Médecins en grève à Noël : les urgentistes aussi

Les urgentistes pouvant être assignés, leur mobilisation ne devrait toutefois pas déstabiliser les hôpitaux. "Chez nous, c'est simple : la grève c'est porter un badge. Il y aura les mêmes effectifs", a expliqué Christian Prudhomme, porte-parole de l'AMUF, lors d'une conférence de presse. 

"C'est un effet d'affichage pour les medias mais aussi pour les 18 millions de personnes qui passent aux urgences chaque année", a-t-il ajouté, annonçant que la CGT allait également déposer un préavis de grève illimitée.

L'accès aux soins "garanti" selon le ministère

De son côté, le ministère de la Santé a assuré à l'AFP que "l'accès aux soins serait garanti" malgré les fermetures de cabinets et l'appel à la grève des gardes des généralistes.

Des directives ont d'ores et déjà été envoyées aux agences régionales de santé (ARS) pour permettre aux préfets de réquisitionner des médecins et assurer ainsi la continuité des soins, précise-t-on de même source.

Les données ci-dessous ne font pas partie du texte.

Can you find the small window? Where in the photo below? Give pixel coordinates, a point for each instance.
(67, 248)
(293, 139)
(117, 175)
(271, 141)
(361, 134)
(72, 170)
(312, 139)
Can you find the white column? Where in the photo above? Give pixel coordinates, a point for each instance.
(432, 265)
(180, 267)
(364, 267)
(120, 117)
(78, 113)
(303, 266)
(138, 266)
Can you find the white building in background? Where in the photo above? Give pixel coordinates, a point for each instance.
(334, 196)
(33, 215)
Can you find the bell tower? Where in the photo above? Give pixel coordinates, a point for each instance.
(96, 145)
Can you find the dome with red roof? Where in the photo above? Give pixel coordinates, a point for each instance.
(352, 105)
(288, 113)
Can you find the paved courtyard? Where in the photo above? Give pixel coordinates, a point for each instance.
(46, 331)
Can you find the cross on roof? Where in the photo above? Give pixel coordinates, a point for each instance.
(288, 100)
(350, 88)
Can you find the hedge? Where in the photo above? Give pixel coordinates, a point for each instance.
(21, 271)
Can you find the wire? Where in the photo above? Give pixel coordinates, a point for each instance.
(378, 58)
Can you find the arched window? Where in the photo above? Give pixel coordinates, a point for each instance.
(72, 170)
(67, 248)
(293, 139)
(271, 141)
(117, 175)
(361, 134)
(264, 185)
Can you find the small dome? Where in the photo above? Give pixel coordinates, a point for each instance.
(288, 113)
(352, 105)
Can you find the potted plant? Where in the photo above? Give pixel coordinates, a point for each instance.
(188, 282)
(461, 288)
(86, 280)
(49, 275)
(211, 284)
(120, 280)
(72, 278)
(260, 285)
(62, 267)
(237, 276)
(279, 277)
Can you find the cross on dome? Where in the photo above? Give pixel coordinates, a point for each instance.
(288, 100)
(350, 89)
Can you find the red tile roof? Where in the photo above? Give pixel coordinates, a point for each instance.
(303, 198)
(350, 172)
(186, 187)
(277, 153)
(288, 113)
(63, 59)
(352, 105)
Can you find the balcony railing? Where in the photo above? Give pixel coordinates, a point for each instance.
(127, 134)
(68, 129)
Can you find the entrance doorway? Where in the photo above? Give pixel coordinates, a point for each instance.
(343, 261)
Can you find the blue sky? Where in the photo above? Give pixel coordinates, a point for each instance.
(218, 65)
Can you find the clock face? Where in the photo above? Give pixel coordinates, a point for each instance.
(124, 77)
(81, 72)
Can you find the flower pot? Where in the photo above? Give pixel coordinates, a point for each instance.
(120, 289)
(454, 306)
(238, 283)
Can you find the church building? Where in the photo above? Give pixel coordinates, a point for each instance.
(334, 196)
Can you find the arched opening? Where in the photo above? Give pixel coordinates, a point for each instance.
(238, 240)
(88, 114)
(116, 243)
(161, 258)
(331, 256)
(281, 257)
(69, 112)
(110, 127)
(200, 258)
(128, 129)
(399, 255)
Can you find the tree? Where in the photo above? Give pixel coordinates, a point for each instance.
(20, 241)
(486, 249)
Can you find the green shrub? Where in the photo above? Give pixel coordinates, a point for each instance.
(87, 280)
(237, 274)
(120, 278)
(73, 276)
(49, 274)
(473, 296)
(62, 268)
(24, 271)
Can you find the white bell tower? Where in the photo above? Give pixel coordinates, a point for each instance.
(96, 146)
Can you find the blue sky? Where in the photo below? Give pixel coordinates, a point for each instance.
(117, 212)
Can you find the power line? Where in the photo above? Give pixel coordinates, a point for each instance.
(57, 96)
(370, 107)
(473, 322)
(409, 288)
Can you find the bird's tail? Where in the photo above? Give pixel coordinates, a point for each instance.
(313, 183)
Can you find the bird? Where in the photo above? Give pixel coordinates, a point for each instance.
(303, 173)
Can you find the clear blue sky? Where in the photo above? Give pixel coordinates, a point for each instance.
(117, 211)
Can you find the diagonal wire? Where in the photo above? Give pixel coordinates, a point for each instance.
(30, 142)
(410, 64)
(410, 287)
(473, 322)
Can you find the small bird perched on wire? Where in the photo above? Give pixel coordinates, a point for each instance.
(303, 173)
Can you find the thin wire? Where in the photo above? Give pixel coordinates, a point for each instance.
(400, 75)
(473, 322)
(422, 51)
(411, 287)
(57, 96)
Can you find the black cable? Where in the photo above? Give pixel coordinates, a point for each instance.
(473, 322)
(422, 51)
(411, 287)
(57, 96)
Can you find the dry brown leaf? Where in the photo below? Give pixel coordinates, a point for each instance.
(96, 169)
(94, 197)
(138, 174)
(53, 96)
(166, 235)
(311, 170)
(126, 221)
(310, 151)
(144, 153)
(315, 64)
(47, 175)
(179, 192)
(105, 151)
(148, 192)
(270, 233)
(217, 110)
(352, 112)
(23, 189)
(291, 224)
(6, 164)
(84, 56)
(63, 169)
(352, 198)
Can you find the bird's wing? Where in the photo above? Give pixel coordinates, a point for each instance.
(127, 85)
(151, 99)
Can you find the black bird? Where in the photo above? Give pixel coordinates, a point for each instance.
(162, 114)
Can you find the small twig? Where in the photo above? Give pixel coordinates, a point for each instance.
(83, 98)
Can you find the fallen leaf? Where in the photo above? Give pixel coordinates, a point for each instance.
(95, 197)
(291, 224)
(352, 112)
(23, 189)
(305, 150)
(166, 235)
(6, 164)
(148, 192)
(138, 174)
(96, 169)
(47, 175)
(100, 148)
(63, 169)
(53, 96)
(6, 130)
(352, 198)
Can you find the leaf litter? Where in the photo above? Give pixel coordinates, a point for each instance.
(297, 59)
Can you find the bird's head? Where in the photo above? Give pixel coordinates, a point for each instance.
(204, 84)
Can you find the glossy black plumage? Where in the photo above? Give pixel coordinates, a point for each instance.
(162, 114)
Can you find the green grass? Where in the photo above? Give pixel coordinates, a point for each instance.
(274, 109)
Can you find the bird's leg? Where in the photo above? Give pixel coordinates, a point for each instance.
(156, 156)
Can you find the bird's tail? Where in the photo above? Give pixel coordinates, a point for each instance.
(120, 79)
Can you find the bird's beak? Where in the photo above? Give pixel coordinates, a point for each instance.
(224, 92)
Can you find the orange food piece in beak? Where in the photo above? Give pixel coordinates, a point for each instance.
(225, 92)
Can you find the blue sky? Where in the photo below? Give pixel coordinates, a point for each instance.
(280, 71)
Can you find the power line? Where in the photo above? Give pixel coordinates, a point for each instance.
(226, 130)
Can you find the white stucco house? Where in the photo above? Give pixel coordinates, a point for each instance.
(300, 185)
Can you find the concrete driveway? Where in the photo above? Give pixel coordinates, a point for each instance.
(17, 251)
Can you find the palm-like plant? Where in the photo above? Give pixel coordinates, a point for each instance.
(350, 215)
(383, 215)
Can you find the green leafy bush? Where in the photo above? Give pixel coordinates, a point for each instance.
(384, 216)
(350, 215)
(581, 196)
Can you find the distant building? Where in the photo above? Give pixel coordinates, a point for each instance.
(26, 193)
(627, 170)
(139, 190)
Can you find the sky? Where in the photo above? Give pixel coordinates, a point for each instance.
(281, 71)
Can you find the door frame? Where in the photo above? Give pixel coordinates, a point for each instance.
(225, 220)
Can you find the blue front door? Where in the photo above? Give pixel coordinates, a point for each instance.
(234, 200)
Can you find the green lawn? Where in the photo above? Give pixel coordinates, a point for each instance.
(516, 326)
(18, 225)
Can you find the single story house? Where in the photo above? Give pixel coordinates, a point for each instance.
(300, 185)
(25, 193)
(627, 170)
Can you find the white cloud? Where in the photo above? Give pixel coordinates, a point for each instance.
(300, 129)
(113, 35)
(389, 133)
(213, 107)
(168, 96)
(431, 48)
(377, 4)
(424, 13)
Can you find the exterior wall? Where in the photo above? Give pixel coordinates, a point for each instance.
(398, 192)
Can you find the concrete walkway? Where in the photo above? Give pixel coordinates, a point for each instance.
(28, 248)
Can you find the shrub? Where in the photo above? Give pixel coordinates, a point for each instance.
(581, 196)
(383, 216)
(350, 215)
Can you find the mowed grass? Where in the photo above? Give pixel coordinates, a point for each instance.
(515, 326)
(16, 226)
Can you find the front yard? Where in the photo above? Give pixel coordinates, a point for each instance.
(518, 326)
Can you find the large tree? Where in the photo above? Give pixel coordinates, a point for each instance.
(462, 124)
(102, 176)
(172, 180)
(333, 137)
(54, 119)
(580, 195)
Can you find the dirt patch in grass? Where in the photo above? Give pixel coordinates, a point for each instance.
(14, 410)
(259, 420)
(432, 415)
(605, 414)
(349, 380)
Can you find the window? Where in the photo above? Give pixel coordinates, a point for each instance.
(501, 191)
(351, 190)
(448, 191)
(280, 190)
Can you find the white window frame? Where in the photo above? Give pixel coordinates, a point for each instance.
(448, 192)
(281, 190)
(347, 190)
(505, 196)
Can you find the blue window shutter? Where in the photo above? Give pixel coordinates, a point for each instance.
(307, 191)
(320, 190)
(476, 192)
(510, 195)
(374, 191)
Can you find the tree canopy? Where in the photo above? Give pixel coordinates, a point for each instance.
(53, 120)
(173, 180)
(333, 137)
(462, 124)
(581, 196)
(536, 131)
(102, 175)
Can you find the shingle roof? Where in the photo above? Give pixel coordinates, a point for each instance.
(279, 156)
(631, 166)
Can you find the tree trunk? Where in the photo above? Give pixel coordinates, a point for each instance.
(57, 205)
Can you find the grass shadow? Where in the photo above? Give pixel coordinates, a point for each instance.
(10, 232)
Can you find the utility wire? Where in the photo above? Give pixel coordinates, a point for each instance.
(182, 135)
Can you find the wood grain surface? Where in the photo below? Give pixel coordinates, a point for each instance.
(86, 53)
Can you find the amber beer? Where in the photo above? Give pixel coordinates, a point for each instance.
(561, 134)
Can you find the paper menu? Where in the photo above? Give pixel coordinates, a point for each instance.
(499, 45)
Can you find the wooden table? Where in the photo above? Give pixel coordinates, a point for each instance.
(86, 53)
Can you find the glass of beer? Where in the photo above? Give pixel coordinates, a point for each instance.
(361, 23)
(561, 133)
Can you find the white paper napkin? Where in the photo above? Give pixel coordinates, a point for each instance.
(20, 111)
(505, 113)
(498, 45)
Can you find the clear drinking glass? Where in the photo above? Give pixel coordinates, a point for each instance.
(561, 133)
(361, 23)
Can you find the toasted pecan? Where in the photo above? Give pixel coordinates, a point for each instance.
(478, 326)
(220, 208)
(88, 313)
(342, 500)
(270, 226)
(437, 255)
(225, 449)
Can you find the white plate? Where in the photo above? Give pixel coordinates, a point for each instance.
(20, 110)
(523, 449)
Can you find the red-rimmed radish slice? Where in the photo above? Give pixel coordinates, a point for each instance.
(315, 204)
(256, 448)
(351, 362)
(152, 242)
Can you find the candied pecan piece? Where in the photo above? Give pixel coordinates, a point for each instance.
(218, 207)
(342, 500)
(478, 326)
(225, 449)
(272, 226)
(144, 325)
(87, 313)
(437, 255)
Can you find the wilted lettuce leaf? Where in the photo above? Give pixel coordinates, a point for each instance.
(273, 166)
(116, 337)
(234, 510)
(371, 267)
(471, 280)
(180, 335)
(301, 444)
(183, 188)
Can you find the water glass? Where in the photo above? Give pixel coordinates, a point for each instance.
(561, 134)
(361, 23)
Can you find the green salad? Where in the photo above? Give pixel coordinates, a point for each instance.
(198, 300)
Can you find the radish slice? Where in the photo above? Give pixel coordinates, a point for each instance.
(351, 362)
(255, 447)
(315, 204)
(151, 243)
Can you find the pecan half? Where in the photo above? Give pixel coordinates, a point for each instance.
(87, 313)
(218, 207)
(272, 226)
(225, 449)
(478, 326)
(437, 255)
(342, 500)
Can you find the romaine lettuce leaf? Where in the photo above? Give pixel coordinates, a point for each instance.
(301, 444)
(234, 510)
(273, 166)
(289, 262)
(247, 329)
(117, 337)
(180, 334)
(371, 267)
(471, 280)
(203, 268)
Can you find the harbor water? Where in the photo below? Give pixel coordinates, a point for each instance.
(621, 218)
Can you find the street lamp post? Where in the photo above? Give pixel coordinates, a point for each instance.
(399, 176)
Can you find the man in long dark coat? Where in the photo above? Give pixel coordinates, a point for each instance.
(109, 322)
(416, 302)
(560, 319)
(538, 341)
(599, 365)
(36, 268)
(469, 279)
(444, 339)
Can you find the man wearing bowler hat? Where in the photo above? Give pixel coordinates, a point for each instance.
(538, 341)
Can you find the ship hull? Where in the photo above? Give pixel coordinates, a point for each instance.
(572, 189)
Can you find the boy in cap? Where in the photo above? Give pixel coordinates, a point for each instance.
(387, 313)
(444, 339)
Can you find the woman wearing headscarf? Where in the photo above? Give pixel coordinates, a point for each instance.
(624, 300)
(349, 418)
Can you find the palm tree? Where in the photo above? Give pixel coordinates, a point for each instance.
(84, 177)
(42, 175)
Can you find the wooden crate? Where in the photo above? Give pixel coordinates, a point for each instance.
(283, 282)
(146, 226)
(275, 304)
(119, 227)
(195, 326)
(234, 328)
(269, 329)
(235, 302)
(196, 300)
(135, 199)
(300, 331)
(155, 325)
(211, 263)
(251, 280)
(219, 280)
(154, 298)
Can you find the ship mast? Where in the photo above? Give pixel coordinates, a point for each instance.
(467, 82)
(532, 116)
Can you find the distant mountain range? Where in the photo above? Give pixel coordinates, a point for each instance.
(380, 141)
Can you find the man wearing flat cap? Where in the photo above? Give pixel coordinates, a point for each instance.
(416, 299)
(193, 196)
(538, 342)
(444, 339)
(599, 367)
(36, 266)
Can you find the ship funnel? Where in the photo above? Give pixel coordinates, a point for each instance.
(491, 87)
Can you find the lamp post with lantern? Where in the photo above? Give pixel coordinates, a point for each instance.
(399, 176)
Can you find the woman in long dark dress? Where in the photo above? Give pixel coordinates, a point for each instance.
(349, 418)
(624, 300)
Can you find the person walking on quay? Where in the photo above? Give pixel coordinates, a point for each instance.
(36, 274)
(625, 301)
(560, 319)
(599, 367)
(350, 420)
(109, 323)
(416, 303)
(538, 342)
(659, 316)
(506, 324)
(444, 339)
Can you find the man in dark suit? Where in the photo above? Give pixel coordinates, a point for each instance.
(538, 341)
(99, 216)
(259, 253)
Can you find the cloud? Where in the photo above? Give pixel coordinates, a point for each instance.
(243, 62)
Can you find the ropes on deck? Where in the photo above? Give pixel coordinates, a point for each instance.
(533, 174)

L'AMUF réclame une limite de 48 heures de travail par semaine, une revalorisation des heures supplémentaires (au-delà de 39 heures) et des gardes, dont les rémunérations sont inégalitaires entre les praticiens (les médecins universitaires sont par exemple payés 200 euros de plus par garde que les praticiens hospitaliers, les libéraux ayant pour leur part obtenu la défiscalisation d'une partie ou l'intégralité de leur revenus pour la permanence des soins).

Des conditions de travail dégradées

Les urgentistes font par ailleurs valoir que leurs conditions de travail, déjà difficiles, se sont dégradées dans un contexte d'économies drastiques pour l'hôpital (plus de 2 milliards d'ici à 2017), d'autant que la "désorganisation de la médecine de ville" provoque un afflux de patients.

Or, ils sont exclus du compte de pénibilité, mesure phare de la dernière réforme des retraites permettant aux salariés aux conditions de travail difficiles de cesser plus tôt d'exercer leur emploi.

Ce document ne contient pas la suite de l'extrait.